I attended the 12th Annual Viola Awards last evening and was again impressed by the diversity of the nominees and the different award categories. Named for Viola Babbitt, an ardent supporter of arts and education, this event was truly reflective of Flagstaff. There were individuals from numerous ethnic groups, different lifestyles, and all ages. The awards covered a broad range of categories including, but not limited to, education for toddlers to senior citizens, arts in it numerous different forms, science and STEM in its multitude of disciplines, and community activists who may champion commonly agreed upon needs or advocate social change within Flagstaff and our larger national perspective.
The diversity of award categories, nominees and attendees was also reflective of our regional community. Not only were Native people, African-Americans, Latinx, and Anglo present, but so was a sense of our natural world as expressed in the arts, music and science. We live in an incredible region that includes aspects of the Great Basin Desert, temperate pinyon-juniper forest, mountainous Ponderosa Pine and Canadian forests. This intermix of nature with human culture is reminder of what we need to preserve within our community and our country – diversity. The very foundation of natural systems that support human culture is the diversity of species, each fulfilling its own niche, each entitled to its own life, liberty, and pursuit of existence.
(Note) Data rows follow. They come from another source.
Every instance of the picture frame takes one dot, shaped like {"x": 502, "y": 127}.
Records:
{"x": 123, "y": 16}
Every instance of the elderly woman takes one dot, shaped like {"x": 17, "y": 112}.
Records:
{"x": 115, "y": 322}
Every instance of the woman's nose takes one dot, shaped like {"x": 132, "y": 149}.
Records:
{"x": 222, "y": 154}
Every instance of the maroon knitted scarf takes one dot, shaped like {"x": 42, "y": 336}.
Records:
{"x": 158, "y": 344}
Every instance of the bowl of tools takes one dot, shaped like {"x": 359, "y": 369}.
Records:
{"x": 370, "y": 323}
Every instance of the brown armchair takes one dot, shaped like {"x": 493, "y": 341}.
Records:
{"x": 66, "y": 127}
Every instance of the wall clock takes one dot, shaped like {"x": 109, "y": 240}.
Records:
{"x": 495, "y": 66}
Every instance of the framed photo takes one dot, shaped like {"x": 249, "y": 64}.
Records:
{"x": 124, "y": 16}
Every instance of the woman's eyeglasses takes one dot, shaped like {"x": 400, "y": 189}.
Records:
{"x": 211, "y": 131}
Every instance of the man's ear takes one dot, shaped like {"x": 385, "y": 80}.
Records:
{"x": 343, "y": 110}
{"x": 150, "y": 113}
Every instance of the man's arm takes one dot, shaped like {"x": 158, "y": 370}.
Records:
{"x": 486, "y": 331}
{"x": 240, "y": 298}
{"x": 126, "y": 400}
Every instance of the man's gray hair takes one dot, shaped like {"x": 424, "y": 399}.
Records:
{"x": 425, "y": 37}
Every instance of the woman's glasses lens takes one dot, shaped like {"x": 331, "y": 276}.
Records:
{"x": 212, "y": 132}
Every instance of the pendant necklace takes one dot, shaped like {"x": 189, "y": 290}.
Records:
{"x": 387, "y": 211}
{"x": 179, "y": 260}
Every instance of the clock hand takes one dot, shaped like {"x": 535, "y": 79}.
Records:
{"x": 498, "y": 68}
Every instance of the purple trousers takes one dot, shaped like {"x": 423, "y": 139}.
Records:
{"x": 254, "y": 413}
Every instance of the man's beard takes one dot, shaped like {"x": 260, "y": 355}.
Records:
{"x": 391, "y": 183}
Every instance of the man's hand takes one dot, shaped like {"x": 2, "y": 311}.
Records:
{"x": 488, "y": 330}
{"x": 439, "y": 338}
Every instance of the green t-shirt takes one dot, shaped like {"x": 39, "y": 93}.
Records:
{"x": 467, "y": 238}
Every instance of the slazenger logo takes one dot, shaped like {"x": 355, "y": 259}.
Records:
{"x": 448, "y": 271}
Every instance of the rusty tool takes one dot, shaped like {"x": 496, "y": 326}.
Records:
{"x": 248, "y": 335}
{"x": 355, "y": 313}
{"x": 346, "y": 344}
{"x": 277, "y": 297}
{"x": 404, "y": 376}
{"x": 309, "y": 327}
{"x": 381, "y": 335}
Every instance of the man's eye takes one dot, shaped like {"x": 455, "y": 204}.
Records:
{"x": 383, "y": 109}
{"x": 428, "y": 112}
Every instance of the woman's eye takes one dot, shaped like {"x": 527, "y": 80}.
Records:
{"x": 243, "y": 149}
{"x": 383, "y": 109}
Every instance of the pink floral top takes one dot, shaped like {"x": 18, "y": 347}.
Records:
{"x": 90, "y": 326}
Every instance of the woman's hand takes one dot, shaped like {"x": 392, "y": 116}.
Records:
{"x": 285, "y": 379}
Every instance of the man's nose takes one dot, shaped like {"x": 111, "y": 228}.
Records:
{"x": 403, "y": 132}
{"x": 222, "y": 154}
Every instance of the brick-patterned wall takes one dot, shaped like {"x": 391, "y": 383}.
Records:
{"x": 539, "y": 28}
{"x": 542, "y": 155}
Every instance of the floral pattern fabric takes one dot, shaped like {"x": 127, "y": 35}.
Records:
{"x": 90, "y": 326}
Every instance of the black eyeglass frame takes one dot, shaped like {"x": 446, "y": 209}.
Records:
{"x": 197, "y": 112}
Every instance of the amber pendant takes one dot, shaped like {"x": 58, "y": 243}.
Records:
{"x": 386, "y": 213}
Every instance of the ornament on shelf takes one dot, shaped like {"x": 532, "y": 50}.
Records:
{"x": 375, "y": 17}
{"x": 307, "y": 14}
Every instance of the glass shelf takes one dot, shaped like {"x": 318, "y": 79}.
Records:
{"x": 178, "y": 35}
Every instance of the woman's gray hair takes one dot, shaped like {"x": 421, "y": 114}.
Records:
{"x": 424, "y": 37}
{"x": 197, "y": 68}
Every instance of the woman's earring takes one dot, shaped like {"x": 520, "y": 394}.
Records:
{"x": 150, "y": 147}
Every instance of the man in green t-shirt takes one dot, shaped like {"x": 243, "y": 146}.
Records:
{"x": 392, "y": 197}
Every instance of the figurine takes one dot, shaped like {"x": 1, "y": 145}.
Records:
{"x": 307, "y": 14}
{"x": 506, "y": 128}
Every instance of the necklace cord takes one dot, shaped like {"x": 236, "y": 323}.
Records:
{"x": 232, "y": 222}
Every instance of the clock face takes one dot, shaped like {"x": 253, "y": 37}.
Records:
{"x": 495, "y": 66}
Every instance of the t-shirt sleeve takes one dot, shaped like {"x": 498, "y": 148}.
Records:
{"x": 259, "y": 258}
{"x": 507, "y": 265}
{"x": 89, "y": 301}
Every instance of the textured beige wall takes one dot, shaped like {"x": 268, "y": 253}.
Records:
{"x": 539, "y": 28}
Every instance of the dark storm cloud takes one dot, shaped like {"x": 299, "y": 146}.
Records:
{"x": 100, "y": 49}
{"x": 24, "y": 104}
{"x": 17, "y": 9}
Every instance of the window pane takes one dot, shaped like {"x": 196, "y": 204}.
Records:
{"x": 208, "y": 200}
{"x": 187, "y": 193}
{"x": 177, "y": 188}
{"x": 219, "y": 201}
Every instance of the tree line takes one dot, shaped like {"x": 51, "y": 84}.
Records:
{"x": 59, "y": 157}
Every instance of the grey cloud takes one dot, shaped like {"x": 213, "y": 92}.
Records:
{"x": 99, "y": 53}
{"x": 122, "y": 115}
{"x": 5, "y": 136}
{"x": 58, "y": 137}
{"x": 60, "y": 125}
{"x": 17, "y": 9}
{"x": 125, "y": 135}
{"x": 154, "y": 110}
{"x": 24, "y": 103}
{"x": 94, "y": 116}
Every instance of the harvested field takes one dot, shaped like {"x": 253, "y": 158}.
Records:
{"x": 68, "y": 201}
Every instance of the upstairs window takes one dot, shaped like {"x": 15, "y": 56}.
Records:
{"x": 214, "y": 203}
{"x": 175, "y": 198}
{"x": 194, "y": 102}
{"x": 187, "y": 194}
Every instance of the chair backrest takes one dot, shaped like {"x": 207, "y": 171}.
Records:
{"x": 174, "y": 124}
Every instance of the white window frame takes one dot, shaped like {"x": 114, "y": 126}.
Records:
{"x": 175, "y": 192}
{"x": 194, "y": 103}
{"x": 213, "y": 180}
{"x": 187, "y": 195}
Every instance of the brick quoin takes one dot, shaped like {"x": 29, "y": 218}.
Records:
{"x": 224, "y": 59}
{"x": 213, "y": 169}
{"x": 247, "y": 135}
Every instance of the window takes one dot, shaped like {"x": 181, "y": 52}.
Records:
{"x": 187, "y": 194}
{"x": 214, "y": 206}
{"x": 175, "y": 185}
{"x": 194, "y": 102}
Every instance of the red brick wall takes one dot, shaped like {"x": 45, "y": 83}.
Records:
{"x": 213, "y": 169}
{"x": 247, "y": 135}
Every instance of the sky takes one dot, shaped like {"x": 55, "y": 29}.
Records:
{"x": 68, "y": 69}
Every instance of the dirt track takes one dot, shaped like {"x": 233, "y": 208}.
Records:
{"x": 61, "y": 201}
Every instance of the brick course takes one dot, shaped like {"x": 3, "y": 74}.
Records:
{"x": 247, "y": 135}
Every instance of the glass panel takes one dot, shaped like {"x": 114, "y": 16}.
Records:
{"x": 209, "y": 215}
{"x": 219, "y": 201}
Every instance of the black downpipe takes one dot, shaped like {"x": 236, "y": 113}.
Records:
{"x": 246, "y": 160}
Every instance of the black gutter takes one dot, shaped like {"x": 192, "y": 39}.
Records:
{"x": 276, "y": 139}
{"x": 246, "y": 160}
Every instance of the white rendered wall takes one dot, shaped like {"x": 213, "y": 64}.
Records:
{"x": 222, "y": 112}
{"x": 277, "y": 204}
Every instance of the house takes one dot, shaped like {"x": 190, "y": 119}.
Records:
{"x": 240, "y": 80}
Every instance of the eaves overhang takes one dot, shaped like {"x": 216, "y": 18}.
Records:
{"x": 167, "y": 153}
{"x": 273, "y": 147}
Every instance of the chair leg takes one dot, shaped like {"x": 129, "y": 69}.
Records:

As we enter into our next election season, I ask everyone, regardless of race, religion, sex or political affiliation (including independents), to research the different candidates running for office. Then look to your children, grandchildren and beyond and ask yourself which of those candidates will be the best stewards in maintaining both human and natural diversity. Though not on the ballot, the consequence of our tabulated votes is the future quality of life for your current or future grandkids.